Lo scopo del regime era ottenere non solo l’obbedienza, tramite l’uso della forza, ma anche una sorta di interiorizzazione dello ‘spirito’ del fascismo e della personalizzazione del potere.

 

Il ‘ducismo’, come in Germania il principio dell’autorità assoluta del capo (Führerprinzip), costruì quel culto della personalità che fu un elemento fondamentale nel consolidamento del potere nel tempo. Esso si radicò tanto profondamente da dare segni di cedimento solo a partire dalla promulgazione delle leggi razziali per continuare con l’entrata in guerra e con il suo andamento riuscendo, tuttavia, a resistere addirittura post mortem.




Certamente in regimi come quello fascista e nazista non era facile dissentire apertamente con il sistema. Se il nesso repressione-consenso è stato più volte esaminato dalla storiografia tedesca, quella italiana ha registrato un notevole ritardo sia nell’affrontare questa relazione sia nell’allontanarsi dall’impostazione defeliciana che aveva sottaciuto il rapporto coercizione-consenso. Una delle conquiste del dibattito più recente è stato proprio il riconoscimento della inscindibilità del binomio consenso-strumenti repressivi. La paura di esporsi apertamente contro l’arresto di qualcuno o di assumere determinati atteggiamenti che dessero adito a sospetto di connivenza o solidarietà spinse molti ad assumere comportamenti di consenso passivo, accettazione forzata o indifferenza.

 

È anche vero che il regime fascista (come altri di tipo dittatoriale) fu espressione di un profondo e diffuso consentire su alcuni valori e idee presenti già nella società a prescindere dall’adesione politica, dall’approvazione di alcuni atti del governo o dalla simpatia per il dittatore.
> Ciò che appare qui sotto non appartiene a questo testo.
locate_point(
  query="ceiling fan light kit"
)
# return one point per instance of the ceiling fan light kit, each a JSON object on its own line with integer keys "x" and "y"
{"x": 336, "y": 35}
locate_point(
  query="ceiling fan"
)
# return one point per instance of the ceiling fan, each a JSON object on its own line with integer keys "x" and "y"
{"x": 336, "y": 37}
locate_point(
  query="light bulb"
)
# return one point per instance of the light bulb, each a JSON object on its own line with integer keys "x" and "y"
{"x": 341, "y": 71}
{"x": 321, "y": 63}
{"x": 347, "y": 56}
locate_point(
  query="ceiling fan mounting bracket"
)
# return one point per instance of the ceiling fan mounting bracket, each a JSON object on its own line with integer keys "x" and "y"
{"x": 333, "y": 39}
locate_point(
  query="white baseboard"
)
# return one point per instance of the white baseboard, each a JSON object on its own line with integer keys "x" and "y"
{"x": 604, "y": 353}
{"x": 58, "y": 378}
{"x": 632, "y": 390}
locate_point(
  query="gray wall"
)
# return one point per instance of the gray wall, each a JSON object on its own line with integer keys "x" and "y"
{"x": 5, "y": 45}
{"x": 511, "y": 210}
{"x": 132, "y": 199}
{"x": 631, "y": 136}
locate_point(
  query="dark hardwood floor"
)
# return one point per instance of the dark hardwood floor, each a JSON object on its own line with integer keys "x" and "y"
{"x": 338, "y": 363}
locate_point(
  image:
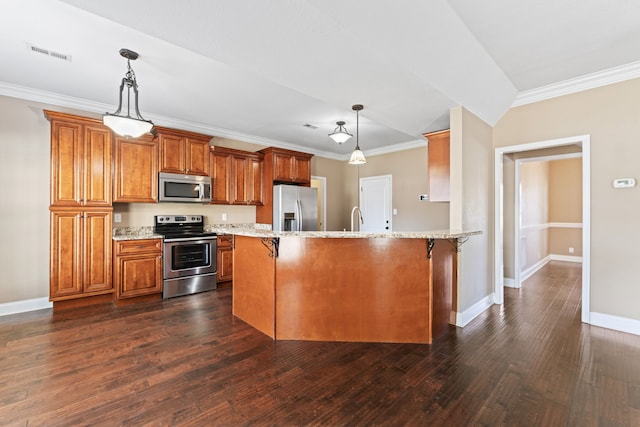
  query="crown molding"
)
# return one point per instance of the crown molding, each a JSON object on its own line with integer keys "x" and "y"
{"x": 578, "y": 84}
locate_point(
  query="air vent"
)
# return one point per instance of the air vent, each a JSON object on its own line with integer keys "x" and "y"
{"x": 47, "y": 52}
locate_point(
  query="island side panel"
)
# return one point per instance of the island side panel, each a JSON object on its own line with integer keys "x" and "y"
{"x": 372, "y": 290}
{"x": 253, "y": 284}
{"x": 443, "y": 258}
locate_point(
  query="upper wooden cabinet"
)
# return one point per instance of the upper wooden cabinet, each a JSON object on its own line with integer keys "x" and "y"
{"x": 80, "y": 161}
{"x": 237, "y": 177}
{"x": 438, "y": 165}
{"x": 291, "y": 167}
{"x": 183, "y": 152}
{"x": 136, "y": 170}
{"x": 281, "y": 167}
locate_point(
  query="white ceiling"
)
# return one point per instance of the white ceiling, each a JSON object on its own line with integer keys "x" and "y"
{"x": 258, "y": 70}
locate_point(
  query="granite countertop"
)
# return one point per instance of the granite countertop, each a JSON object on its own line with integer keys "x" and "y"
{"x": 436, "y": 234}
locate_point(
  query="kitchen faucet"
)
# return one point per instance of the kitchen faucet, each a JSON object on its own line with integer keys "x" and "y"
{"x": 356, "y": 208}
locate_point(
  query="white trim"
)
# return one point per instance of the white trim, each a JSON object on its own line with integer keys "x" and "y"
{"x": 622, "y": 324}
{"x": 463, "y": 319}
{"x": 323, "y": 179}
{"x": 509, "y": 282}
{"x": 23, "y": 306}
{"x": 565, "y": 258}
{"x": 578, "y": 84}
{"x": 585, "y": 142}
{"x": 533, "y": 269}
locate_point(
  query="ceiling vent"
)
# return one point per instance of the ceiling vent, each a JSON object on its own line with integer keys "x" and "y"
{"x": 48, "y": 52}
Questa continuità del regime di Mussolini con alcuni paradigmi culturali e idee prefasciste ben radicate nella coscienza storica del Paese emersero con forza nel mondo industriale: la classe dirigente economica italiana, per esempio, manifestò il suo consenso al regime perché il fascismo accoglieva quel ‘patrimonio di idee sul mondo, e sull’economia in particolare, che [era] frutto di un’esperienza comune a uomini politici, economisti e dirigenti economici’. Quel retaggio culturale e ideologico radicato in Italia come il protezionismo o la trasformazione organicistica della società era stato accettato e fatto proprio dal fascismo trovando il consenso di buona parte dei ceti economici italiani, almeno finché reale fu la possibilità di un rafforzamento politico, militare e industriale del Paese e cioè fino alla primavera del 1943 quando l’imminente disfatta si fece sempre più evidente. Aderire al regime, e quindi all’economia di guerra, volle dire per molti andare incontro a vere e proprie opportunità di avanzamento sociale ed economico.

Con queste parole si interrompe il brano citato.